Kapak Haberi /
İYİ PROJEYE FAİZSİZ KREDİ
1990 başından bu yana 'kuruldu-kurulacak' diye beklenen risk sermayesi şirketleri nihayet hayata geçiyor. Vakıfbank'ın kurduğu 'Vakıf Risk Sermayesi Yatırım Ortaklığı' girişimcilere bu haftadan itibaren sermaye desteği yani bir anlamda faizsiz kredi vermeye başlayacak.
Cahit UYANIK / Aysel ALP
Türkiye 1992 yaz aylarından itibaren yepyeni ve ciddi bir konuyu tartışmaya başladı: Risk sermayesi... 1991'de kurulan DYP-SHP Hükümetinin Ekonomiden Sorumlu Devlet Bakanı Tansu Çiller'in akademik yaşamda iken üzerine kitap ve makaleler yazdığı risk sermayesine ilgi duyması çok doğal ve kolaydı. Ancak 'siyasetçi Çiller'in risk sermayesini hayata geçirirken karşılaştığı ilk zorluk, Türk mevzuatında bu konuyla uzaktan veya yakından ilişkili bir düzenleme, kural veya kavram olmamasıydı. Hemen ne yapılabileceği araştırıldı.

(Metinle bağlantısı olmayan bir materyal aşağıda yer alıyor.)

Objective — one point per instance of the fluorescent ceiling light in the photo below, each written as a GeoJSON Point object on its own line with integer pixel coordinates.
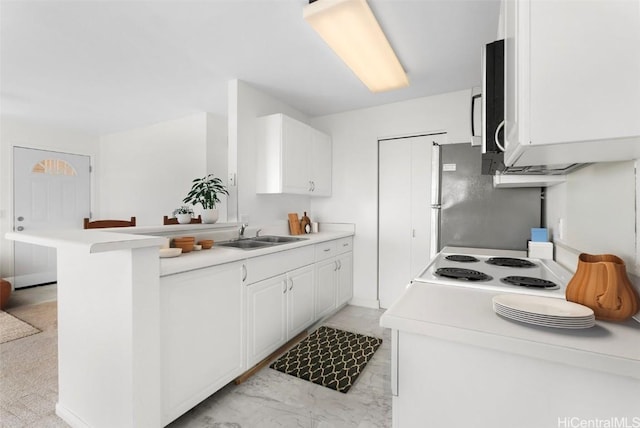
{"type": "Point", "coordinates": [351, 30]}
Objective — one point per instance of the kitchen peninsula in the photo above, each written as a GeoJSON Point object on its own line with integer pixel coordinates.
{"type": "Point", "coordinates": [450, 349]}
{"type": "Point", "coordinates": [129, 322]}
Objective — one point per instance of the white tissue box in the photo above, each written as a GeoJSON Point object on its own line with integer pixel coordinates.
{"type": "Point", "coordinates": [541, 250]}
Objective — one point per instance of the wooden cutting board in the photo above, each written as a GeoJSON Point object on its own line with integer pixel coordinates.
{"type": "Point", "coordinates": [294, 224]}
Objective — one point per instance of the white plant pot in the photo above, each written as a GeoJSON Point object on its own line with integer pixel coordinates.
{"type": "Point", "coordinates": [183, 218]}
{"type": "Point", "coordinates": [210, 215]}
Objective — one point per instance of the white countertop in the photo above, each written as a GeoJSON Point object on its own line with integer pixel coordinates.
{"type": "Point", "coordinates": [94, 240]}
{"type": "Point", "coordinates": [466, 315]}
{"type": "Point", "coordinates": [101, 240]}
{"type": "Point", "coordinates": [219, 255]}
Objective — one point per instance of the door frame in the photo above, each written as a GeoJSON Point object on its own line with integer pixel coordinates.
{"type": "Point", "coordinates": [19, 135]}
{"type": "Point", "coordinates": [440, 134]}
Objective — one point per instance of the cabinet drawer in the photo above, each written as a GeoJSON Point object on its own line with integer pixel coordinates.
{"type": "Point", "coordinates": [344, 245]}
{"type": "Point", "coordinates": [263, 267]}
{"type": "Point", "coordinates": [324, 250]}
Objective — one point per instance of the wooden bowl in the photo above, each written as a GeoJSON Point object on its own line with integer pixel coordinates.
{"type": "Point", "coordinates": [185, 242]}
{"type": "Point", "coordinates": [206, 243]}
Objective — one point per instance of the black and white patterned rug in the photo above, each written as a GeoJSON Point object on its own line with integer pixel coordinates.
{"type": "Point", "coordinates": [329, 357]}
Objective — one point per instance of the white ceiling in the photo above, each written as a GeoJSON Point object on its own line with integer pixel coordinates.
{"type": "Point", "coordinates": [107, 66]}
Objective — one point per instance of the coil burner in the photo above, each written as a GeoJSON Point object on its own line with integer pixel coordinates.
{"type": "Point", "coordinates": [510, 262]}
{"type": "Point", "coordinates": [461, 258]}
{"type": "Point", "coordinates": [463, 274]}
{"type": "Point", "coordinates": [526, 281]}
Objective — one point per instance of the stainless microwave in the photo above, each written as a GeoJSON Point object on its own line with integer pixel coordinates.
{"type": "Point", "coordinates": [493, 107]}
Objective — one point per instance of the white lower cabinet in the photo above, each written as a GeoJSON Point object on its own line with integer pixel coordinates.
{"type": "Point", "coordinates": [278, 308]}
{"type": "Point", "coordinates": [300, 300]}
{"type": "Point", "coordinates": [325, 287]}
{"type": "Point", "coordinates": [344, 278]}
{"type": "Point", "coordinates": [202, 335]}
{"type": "Point", "coordinates": [334, 275]}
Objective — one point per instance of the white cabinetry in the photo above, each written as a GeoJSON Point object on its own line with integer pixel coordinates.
{"type": "Point", "coordinates": [572, 86]}
{"type": "Point", "coordinates": [202, 335]}
{"type": "Point", "coordinates": [344, 278]}
{"type": "Point", "coordinates": [292, 157]}
{"type": "Point", "coordinates": [334, 275]}
{"type": "Point", "coordinates": [280, 306]}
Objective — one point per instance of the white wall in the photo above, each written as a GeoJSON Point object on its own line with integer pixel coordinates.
{"type": "Point", "coordinates": [19, 133]}
{"type": "Point", "coordinates": [217, 153]}
{"type": "Point", "coordinates": [598, 208]}
{"type": "Point", "coordinates": [247, 103]}
{"type": "Point", "coordinates": [146, 172]}
{"type": "Point", "coordinates": [355, 168]}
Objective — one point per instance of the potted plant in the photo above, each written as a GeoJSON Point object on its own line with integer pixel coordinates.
{"type": "Point", "coordinates": [205, 191]}
{"type": "Point", "coordinates": [183, 214]}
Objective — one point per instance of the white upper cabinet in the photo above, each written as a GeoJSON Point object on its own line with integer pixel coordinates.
{"type": "Point", "coordinates": [572, 81]}
{"type": "Point", "coordinates": [292, 157]}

O günlerde Çiller'in ABD'den çağırdığı eski öğrencisi Prof. Dr. Yaman Aşıkoğlu geniş bir finans reformu üzerinde çalışıyordu. Bu finans reformuna risk sermayesi düzenlemesi de dahil edildi. Konu tüm boyutlarıyla incelendi ve Türkiye'ye nasıl uygulanabileceği araştırıldı. Nihayetinde risk sermayesi kavramına 1992 yıl sonunda değiştirilen yeni Sermaye Piyasası Kanununda yer verildi. Böylece ana yetki Sermaye Piyasası Kurulu’na (SPK) verilirken, ileride yapılacak uygulamaya yönelik düzenlemelerin yasal zemini de hazırlandı.
1993-Nisan ayında Cumhurbaşkanı Turgut Özal'ın vefatı ile Çiller'in kader çizgisi de değişti. Haziran ayında görevinden istifa ederek DYP Genel Başkanlığına aday oldu. Kongre mücadelesinden galip çıkan Çiller'in kurduğu yeni kabine güven oyu aldı. Çiller'in güven oyundan sonra yaptığı ilk işlerden biri, yayınlanması çeşitli engellere takılan 'Risk Sermayesi Yatırım Ortaklığı (RSYO) Tebliği'ni yayınlatmak oldu.
3 yıldan sonra 3 koldan risk sermayesi hareketlenmesi
1993-Temmuz ayındaki tebliğ yayınından günümüze risk sermayesi konusunda adeta yaprak kımıldamıyordu. Önce 5 Nisan Kararları, hemen ardından siyasi istikrarsızlığın baş göstermesi risk sermayesinin uygulama imkanını azaltmıştı. Ancak birkaç aydır risk sermayesi konusunda Türkiye'de ciddi gelişmeler yaşanıyor. Gelecekte genişleyip büyüyecek bir sistemin ilk adımları atılıyor. Risk sermayesi konusunda Türkiye'de üç ayrı koldan çalışmalar sürüyor.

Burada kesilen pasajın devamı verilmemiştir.